Iowa Legislature votes to require in-person learning while looking to expand school choice


The 2021 Iowa Legislative session began Jan. 11.

Katherine Kealey

Iowa public schools are at the forefront of the GOP-controlled Legislature’s agenda, pushing two education bills to expand on school choice and require schools to provide in-person instruction five days a week.

Throughout the pandemic, Gov. Kim Reynolds remained adamant about getting students back in the classroom. The bill passed the Senate by a 29-18 vote Thursday and made it through the House by a 59-39 vote. All Republicans in both chambers voted in favor of requiring an in-person option, with one Democrat in the House to cross party lines and vote in favor of the bill. 

Iowa schools that offer hybrid instruction will be required to provide parents and guardians the choice of enrolling their students in fully in-person classes.

Iowa representatives who supported the bill largely represent Iowa’s rural districts, while those who opposed represented cities including Des Moines, Davenport, Iowa City, Cedar Rapids and Waterloo.

Iowa State Education Association (ISEA) President Mike Beranek said the majority of Iowa schools already offer an in-person option for learning and the bill will only impact roughly 25 percent of schools. Beranek said school districts should be able to make the choice based on COVID-19 positivity rates in the county.

“We fully believe our students need to be in school… but we also want those buildings to be safe and healthy environments,” Beranek said. 

Iowa educators are in the 1B phase in the distribution of vaccines but depending on the time of implication, teachers may be returning to class without a vaccination.

“We were hoping there would be a lag time from the implication of the bill to allow for all of our educators who wanted to be vaccinated to get vaccinated,” Beranek said. 

The measure brings in-person instruction on the first Monday two weeks after Reynolds signs the bill into effect and would not extend until after June.

“The way things are going in the state, it doesn’t look like all of our educators will be awarded the opportunity to receive the vaccine within two weeks,” Beranek said. “So we were really hoping there would be logic that follows the bill that was signed, but that didn’t get added to the bill.”

The second bill, introduced by Reynolds to expand on school choice, would provide scholarships to help students attend private schools. Funding for the scholarships will come from public dollars. Three Republicans voted against the bill in a 26-21 vote, sending the bill to the House. 

The bill also expands on students’ eligibility to open enroll, allowing students to attend schools regardless of the district they live in. 

“At its heart, Senate File 159 is a bill that places parents back in the driver’s seat for their child’s very personal educational journey,” Sen. Amy Sinclair, R-Allerton, said.

Democrats think otherwise, stressing public funds are allocated for public schools and should remain separate from private institutions.

Beranek said the voucher bill is something education in Iowa does not need. 

“We believe that a taxpayer in Iowa is paying their taxes to help support public service and public education is a service that all of our children out of state should be awarded the opportunity to attend for free,” Beranek said. 

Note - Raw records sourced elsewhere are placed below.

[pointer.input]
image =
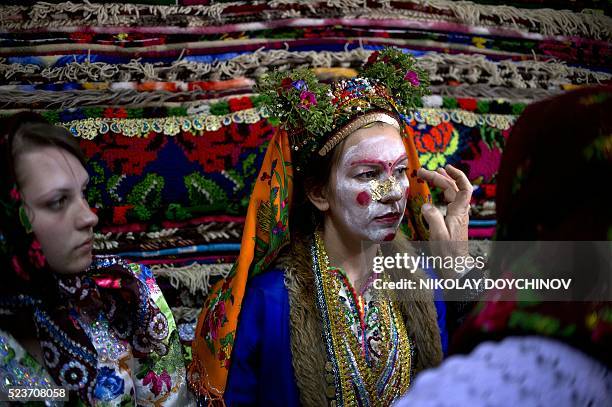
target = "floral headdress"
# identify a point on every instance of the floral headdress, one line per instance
(314, 117)
(317, 116)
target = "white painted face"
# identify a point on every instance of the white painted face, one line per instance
(368, 186)
(52, 182)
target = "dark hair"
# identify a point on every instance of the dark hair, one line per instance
(24, 132)
(304, 216)
(27, 131)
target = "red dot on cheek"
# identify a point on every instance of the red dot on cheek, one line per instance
(389, 237)
(363, 198)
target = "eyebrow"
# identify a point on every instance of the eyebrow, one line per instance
(379, 162)
(62, 190)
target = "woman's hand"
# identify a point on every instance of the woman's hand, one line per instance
(454, 226)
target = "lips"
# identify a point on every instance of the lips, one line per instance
(388, 218)
(88, 244)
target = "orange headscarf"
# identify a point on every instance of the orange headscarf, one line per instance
(266, 232)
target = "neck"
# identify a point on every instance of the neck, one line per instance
(351, 255)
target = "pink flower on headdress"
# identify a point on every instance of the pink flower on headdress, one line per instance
(286, 83)
(299, 85)
(373, 57)
(14, 194)
(36, 256)
(308, 99)
(413, 78)
(156, 383)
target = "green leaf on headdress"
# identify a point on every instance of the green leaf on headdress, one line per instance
(23, 218)
(298, 100)
(400, 73)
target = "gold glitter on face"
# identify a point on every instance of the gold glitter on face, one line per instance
(381, 189)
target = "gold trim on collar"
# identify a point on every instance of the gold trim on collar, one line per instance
(356, 125)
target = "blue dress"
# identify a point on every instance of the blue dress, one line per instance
(262, 371)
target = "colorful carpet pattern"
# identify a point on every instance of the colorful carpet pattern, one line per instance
(161, 95)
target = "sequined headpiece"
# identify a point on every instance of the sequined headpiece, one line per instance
(319, 116)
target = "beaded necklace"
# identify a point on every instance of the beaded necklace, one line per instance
(352, 378)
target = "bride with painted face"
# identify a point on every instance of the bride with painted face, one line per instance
(96, 326)
(297, 321)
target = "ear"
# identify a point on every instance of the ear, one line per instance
(319, 198)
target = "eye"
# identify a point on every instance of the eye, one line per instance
(58, 204)
(367, 175)
(401, 170)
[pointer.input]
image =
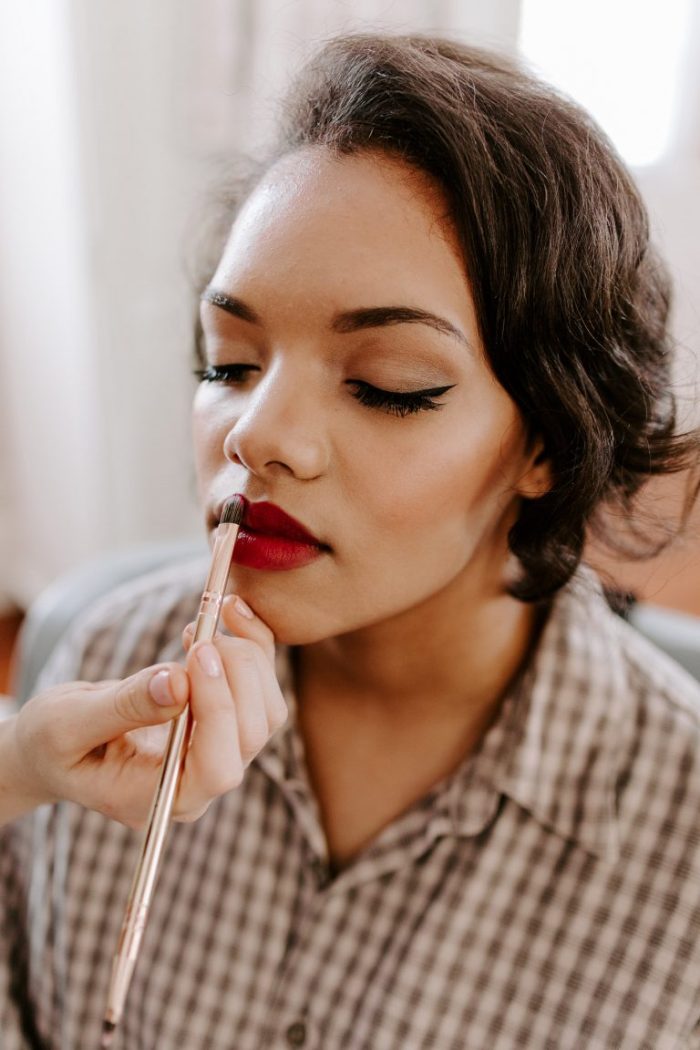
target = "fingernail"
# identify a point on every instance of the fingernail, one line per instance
(160, 689)
(209, 659)
(244, 609)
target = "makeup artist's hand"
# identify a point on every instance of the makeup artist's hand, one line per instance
(101, 743)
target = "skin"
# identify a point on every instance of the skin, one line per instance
(405, 637)
(405, 628)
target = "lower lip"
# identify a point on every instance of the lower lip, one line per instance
(256, 550)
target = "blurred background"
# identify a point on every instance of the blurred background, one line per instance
(113, 113)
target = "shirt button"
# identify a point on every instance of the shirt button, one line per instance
(296, 1034)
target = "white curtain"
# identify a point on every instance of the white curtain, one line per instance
(109, 117)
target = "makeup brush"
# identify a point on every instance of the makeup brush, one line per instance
(151, 851)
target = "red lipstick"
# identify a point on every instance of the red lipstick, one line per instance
(271, 539)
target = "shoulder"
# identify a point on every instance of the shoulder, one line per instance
(131, 626)
(658, 761)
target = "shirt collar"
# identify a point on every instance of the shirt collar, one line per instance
(553, 749)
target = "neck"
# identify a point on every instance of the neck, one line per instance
(450, 657)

Every child who attends one of 35 schools in the state identified in need of comprehensive assistance would be eligible to receive these funds. Each child in these schools would have the opportunity to receive $5,200.

Beranek said the allocation would need to be over $50 million to allow all students in these districts to receive a scholarship and it would only benefit roughly 10,000 students. This sum is over double the amount of additional funds Reynolds’ budget allocated to public schools in this year’s budget.

Money for the $50 million will come from public education funding that covers an array of expenses including personnel. In Iowa, funding for education has continually dwindled. 

“We are far behind where we should be in allocated resources for our schools in the state and now on top of a reduction of a 10-year period, we are also looking at pulling off another $50 million for a side program,” Beranek said.

Senators who supported the bill largely represented districts home to Iowa’s rural areas and argued students of lower economic standing would benefit from the bill. Beranek said this narrative is false and oftentimes students seeking private education are of a higher economic status who can afford the option.

Of the 360 school districts in Iowa, 240 school districts do not have access to nonpublic schools. Out of the 19 school districts in need of comprehensive assistance, nine of them are not in close proximity to a private school for children to attend, according to Beranek. 

“Almost half of the individuals that she, the governor, is talking about does not have access to be able to spend the money that she would like to reappropriated away from public schools,” Beranek said.

Mack Shelley, chairman of the political science department, said on general terms Conservatives have an unfavorable view on the public sector, including public education.

“If you take money from public schools and then keep complaining about how they are underperforming, there is kind of a lack of logical connectivity there,” Shelley said. “If they are underperforming it seems logical to provide more resources.”